Selon l’hebdomadaire La Gazette, le renvoi de Bara Tall devant la justice, demandé dans un réquisitoire du 1er juillet 2010, n’était en fait pas la première option retenue par le parquet sénégalais. Le journal publie dans sa dernière livraison le fac-similé d’une autre réquisition, datée elle du 26 avril, deux mois plus tôt, et qui proposait au juge d’instruction le non-lieu.
Pourquoi ce changement ? Que s’est-il passé entre-temps dans les tuyaux de la machine judiciaire sénégalaise ? Le procureur de la République du tribunal de Dakar, Ousmane Diagne ne nie pas qu’il y ait eu des demandes ou des pressions du pouvoir politique, mais il assure que la décision finale a été prise par le parquet en toute indépendance.
« Je ne pense pas que la question soit de savoir s’il y a eu des pressions ou pas.
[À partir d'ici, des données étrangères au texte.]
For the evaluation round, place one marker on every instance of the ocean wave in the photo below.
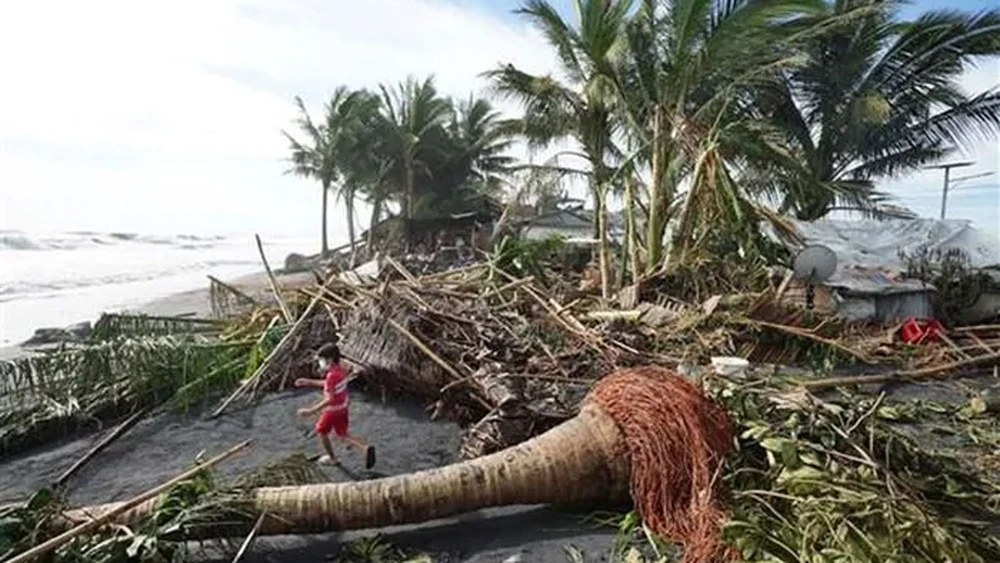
(20, 289)
(72, 240)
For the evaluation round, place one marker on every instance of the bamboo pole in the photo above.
(265, 364)
(924, 373)
(250, 538)
(105, 517)
(274, 282)
(436, 358)
(98, 448)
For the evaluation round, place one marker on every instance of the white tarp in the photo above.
(868, 250)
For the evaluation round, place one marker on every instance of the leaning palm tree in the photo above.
(482, 141)
(878, 99)
(581, 108)
(465, 171)
(325, 147)
(416, 115)
(643, 431)
(682, 95)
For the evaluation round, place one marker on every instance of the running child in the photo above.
(334, 406)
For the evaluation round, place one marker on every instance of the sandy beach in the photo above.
(163, 445)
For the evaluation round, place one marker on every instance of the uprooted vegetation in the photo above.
(822, 471)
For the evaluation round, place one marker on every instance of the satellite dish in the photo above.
(814, 264)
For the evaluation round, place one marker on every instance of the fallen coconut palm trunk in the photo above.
(644, 430)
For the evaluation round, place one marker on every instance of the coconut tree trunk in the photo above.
(409, 187)
(325, 242)
(349, 210)
(631, 236)
(372, 222)
(602, 241)
(583, 460)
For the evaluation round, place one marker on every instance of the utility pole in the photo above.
(944, 190)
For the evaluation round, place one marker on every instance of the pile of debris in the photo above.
(510, 357)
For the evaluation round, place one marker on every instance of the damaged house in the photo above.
(870, 282)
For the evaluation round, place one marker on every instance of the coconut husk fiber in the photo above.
(643, 430)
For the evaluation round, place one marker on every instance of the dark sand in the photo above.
(163, 446)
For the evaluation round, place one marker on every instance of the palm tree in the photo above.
(469, 162)
(581, 108)
(416, 115)
(328, 145)
(482, 142)
(878, 99)
(683, 96)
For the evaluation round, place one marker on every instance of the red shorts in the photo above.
(335, 420)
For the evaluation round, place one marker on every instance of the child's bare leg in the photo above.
(354, 441)
(328, 447)
(363, 446)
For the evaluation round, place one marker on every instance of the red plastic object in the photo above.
(915, 331)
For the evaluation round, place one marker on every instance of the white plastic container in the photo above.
(730, 366)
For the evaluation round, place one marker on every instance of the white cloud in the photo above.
(977, 199)
(165, 116)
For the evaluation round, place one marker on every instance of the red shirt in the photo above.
(335, 388)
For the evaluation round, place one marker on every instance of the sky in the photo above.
(165, 116)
Parce que ces pressions sont, à la limite, naturelles. La question c’est justement notre aptitude à résister à ces pressions. Dans cette affaire, il s’agissait d’apprécier la qualité des charges qui étaient à notre disposition et qui pouvaient justifier éventuellement le renvoi de l’affaire. C’est ce que nous avons fait en toute objectivité et en toute indépendance et que nous assumons. »
Pour Maître Ali Fall, l’un des avocats de Bara Tall, si en deux mois le parquet a pu changer aussi radicalement d’avis, c’est qu’il a reçu, dit-il, des instructions du pouvoir politique.
« Le décalage entre le projet, comme le dit le parquet, et le réquisitoire aux fins de renvoi deux mois après, montre qu’il s’agit d’une affaire strictement politique. Quand on prend le contre-pied total du projet, ce n’est plus du tout d’un projet qu’il s’agissait. C’est que l’on a totalement révisé sa position, parce que des instructions totalement contraires à la première position ont été données, c’est une évidence. »
Lors des audiences, en avril, cinq ans de prison ferme ont été requis contre Bara Tall. Le jugement doit être rendu le 17 mai prochain.